Flux newbie: simple Markov

Note: Flux newbie here.

I am trying to learn Flux with the goal in the end to experiment with different GRU-like models,
oneHot to oneHot with crossentropy, background is NLP.

I started learning Flux by trying to set up the simplest possible Markov chain, h0 is the prediction of the first observation, seq_length = 10. So

A) input = x,
B) ht = \hat{x},
C) correct output = x.

My excercise: estimate h0 and Wxh (and check with the simple non-NN estmate). Since I am not very intelligent I failed at this simple exercise, because RNN supposes there is a direct connection from an input signal to a the output. And if I try to write some code of my own and wrap in Recurrent() it complains about initialstates() not implemented and then signature wrong when I try to implement it. Sooo …

  1. Is there any more comprehensive introduction with examples anywhere?

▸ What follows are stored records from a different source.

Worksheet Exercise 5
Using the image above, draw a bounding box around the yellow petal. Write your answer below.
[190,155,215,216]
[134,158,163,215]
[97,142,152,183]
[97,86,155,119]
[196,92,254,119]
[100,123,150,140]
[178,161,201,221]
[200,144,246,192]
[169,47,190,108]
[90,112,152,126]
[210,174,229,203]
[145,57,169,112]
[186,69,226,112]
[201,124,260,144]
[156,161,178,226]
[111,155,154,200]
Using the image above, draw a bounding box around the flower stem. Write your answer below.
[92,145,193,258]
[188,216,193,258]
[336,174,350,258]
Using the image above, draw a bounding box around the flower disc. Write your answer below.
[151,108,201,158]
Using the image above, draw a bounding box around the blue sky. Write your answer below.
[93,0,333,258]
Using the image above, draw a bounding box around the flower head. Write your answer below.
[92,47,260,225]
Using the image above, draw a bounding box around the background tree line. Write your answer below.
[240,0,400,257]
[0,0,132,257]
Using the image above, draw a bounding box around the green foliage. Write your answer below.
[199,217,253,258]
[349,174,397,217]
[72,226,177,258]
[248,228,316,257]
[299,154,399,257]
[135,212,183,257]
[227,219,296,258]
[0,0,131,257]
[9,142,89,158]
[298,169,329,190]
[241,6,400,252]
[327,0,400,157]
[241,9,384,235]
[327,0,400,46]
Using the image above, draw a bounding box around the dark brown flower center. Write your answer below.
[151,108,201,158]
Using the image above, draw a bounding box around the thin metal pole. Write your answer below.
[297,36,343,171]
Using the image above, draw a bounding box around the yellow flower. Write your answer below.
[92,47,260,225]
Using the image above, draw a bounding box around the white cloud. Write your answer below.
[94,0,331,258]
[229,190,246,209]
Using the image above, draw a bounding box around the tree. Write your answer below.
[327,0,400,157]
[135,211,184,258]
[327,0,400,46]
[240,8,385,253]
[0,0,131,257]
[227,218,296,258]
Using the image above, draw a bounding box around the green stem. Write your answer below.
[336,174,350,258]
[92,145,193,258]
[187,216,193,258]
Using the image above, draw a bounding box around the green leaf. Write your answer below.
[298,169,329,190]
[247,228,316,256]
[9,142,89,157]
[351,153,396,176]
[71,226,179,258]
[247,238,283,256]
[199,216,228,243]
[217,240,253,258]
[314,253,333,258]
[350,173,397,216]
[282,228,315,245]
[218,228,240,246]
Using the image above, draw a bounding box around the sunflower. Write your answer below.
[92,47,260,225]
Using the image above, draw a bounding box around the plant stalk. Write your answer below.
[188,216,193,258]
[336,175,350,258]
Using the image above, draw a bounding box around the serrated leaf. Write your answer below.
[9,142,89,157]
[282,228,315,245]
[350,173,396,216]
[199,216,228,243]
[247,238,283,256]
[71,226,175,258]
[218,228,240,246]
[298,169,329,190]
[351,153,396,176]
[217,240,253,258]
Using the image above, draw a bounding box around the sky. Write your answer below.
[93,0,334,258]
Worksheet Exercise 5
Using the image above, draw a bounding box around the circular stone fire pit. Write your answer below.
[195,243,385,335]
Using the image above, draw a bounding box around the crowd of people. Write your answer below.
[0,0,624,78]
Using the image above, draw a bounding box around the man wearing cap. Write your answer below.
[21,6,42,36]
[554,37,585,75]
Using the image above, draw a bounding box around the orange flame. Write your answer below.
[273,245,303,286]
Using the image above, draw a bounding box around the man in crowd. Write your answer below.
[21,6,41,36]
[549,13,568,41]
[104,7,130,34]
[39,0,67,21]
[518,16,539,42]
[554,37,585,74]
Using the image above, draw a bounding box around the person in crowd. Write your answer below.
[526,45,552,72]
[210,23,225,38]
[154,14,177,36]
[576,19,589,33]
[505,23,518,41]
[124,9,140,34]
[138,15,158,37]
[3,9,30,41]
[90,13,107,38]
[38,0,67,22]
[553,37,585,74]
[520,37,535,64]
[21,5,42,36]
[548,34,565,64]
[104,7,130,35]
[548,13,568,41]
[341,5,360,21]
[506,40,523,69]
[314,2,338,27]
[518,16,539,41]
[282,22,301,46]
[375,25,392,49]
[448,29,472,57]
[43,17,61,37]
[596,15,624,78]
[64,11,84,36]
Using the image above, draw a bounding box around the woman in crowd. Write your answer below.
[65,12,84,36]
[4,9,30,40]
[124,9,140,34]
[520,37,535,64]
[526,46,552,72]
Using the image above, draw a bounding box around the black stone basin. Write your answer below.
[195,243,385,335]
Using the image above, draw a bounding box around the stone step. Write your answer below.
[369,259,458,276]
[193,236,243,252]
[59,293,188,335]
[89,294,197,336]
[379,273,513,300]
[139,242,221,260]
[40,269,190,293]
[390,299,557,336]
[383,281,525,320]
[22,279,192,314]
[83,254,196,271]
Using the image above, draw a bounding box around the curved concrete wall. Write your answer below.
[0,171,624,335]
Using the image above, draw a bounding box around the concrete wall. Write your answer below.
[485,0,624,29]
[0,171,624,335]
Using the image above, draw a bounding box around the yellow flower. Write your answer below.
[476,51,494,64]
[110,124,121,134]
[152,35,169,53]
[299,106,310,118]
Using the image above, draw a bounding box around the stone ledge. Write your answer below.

  2. I can see that the source code in recurrent.jl is actually readable and with lots of comments. Is a better plan to take a couple of days and reverse engineer that file to figure out what is going on?

  3. What is a good way to think about a prediction model? I mean I could take the input x[1:end-1] and the output x[2:end] but that is a little bit silly since I do want a prediction of the first time point, both in my exercise and in coming complex models.